Today’s selection: The Body of the Prey (1968, dir. Kenneth Crane)
Available from: Public domain
- This movie might not technically be considered Japanese, depending on circumstances
- Reposting from an old review:
The Body of the Prey is also known as “The Venus Flytrap”, “The Devil Garden”, ”Akuma no Niwa” and, most commonly, “The Revenge of Doctor X”, so I’m really not sure what title to use here. You see, the movie never got a theatrical run; it wasn’t released to audiences until a public-domain version materialized on home video, seventeen years after its completion, with credits replaced by those for the unrelated Doctor of Blood Island. Considering that we’re talking about a movie written by the inimitable Edward D Wood Jr, I’d say this qualifies as a success story.
There’s a lot of misinformation about the film (little wonder with a ton of titles coupled with decades of obscurity), but from what I understand it was made in large part by American military affiliates stationed in Japan. In fact, I suspect that I might have some facts wrong already, so I’ll just shut up about the movie’s mysterious origins and just talk about what actually shows up on screen.
NASA scientist Dr. Bragan (James Craig) suffers a meltdown after an overdose of workahol, so his doctor advises him to take a vacation to Japan for some R&R, even offering to let him stay with his cousin. Like any scientist, Bragan quickly finds himself obsessed over another academic project: cross-breeding the world’s most dangerous varieties of venus flytraps and teaching their offspring to crave human blood. (Okay, maybe NASA should cut back on employee sabbatical.) The product of his research, Insectivorus, is brought to life by lightning and looks like a Kamen Rider villain. If the Frankenstein parallels weren’t strong enough there, the monster also torments Bragan’s hunchbacked assistant and gets hunted down by an angry, torch-wielding mob of angry villagers.

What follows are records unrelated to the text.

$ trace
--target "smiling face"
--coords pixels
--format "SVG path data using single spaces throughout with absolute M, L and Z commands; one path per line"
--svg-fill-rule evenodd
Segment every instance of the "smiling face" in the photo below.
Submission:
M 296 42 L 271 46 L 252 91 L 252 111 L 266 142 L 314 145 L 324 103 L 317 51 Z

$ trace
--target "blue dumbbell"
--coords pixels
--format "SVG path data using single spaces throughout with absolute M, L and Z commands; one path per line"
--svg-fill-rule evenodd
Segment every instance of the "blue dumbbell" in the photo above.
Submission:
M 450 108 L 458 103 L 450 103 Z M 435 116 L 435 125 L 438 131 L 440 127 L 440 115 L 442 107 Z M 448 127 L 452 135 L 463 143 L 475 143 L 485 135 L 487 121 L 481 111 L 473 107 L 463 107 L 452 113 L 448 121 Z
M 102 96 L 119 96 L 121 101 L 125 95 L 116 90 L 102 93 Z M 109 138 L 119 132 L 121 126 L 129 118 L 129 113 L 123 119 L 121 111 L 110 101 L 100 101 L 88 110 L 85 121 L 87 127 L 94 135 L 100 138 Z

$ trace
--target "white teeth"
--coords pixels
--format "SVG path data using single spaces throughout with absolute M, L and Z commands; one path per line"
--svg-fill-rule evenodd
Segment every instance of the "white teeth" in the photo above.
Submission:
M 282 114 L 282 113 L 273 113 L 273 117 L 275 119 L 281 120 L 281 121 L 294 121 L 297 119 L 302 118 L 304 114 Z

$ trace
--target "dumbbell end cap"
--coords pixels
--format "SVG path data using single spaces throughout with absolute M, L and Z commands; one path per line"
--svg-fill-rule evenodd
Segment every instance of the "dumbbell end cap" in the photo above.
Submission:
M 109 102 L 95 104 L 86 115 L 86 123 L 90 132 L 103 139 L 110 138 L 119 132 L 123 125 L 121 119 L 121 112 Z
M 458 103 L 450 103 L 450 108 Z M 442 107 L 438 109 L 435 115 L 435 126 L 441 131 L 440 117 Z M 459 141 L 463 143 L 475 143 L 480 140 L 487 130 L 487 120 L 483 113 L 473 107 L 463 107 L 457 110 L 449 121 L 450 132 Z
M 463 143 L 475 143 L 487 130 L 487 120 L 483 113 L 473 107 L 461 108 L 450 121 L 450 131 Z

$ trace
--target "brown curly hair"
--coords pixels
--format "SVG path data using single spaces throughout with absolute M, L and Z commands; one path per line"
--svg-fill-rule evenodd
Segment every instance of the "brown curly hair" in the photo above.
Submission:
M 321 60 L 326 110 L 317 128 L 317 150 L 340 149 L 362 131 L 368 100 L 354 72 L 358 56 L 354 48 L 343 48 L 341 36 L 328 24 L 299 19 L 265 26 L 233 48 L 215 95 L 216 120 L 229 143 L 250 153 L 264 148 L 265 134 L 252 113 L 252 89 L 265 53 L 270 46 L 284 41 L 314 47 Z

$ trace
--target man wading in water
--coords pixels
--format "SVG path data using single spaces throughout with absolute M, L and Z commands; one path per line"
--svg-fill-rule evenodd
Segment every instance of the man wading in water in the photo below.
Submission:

The end product is, in my opinion, on the upper-end of the spectrum for public domain creature features, and wouldn’t have been out of place had it reached theaters in its own time (or perhaps a few years earlier). The fact that it’s shot in color and contains quite a bit of nudity demonstrates a shift from 50’s –style American monster movies, while this sort of really cheap kaijin wouldn’t become popular in Japan until the superhero boom in the 70’s. Perhaps it just got lost in the between-period shuffle.